One day Chang thought of a beautiful sentence and at once wielded his writing brush to write it down, indeed, there were dragons flying and snakes dancing all over the paper. Then he ordered his secretary to write it out neatly.
When beginning to copy, his secretary stared tongue-tied and did not know where to start. The young man had to take the manuscript back to the Prime Minister.
'Prime Minister Chang, I can't read your handwriting, please tell me what words they are.'
The Prime Minister read his cursive hand a long time, and did not know what Chinese characters they were, either. He then turned to blame his secretary. 'Why didn't you come earlier to ask me? I myself have forgotten the words which I've written.'
Zhou Youguang helped invent Pinyin, a writing system that turns Chinese characters into words using letters from the Roman alphabet. This makes it easier to learn how to pronounce Chinese words, and is credited with helping raise literacy rates in China.
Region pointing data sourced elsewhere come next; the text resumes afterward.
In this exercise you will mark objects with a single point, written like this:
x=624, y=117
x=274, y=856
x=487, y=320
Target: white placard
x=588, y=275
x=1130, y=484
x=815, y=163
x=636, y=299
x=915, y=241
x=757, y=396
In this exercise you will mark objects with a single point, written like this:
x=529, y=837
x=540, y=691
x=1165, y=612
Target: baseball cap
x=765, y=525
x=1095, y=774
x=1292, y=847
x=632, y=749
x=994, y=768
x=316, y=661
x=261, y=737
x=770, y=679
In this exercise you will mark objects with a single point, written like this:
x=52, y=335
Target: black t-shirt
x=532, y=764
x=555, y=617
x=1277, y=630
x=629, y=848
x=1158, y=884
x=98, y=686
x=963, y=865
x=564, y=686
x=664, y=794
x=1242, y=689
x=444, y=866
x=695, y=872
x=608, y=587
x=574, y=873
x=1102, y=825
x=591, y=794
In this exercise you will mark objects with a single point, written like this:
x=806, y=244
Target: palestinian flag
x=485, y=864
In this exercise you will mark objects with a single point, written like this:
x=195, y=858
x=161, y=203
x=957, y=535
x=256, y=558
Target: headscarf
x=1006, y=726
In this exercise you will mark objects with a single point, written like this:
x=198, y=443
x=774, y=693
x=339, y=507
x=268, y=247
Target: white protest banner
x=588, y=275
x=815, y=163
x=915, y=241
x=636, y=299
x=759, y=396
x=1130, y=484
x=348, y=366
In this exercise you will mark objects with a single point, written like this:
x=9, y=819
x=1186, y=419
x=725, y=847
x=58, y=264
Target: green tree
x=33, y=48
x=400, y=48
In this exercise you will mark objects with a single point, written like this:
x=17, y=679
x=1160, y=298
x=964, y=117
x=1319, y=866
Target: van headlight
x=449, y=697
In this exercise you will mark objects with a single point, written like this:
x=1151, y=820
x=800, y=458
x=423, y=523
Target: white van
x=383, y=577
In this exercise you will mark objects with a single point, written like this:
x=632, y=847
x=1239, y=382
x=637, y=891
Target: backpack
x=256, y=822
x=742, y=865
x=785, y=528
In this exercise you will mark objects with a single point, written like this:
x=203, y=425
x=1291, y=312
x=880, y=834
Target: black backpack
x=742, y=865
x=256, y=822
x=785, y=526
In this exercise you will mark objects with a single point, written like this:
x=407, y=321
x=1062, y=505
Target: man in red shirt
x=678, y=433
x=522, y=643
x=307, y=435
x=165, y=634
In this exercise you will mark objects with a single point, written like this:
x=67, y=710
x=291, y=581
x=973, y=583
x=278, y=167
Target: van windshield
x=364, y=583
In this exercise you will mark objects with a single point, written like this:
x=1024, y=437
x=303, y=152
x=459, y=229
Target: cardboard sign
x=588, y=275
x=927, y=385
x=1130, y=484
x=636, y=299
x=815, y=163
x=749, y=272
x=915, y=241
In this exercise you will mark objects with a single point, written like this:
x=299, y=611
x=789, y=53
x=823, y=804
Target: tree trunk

Students struggling to learn Chinese might not know it, but their task has been made easier because of the work of one man.
Despite his achievements, Mr Zhou remains largely unknown in his home country say Will and Guy, which comes as a major surprise.
Perhaps that is because the 106-year-old is a defiant character, refusing to take much credit for his work or pander to the Chinese Communist Party. He is critical of the party that governs China; and old enough not to care who is listening to what he has to say. Mr Zhou has remained optimistic about life despite going through tough times.
When he started work on developing Pinyin, 85% of Chinese people could not read or write.
Now, we can state that is just a few per cent of Chinese who cannot read.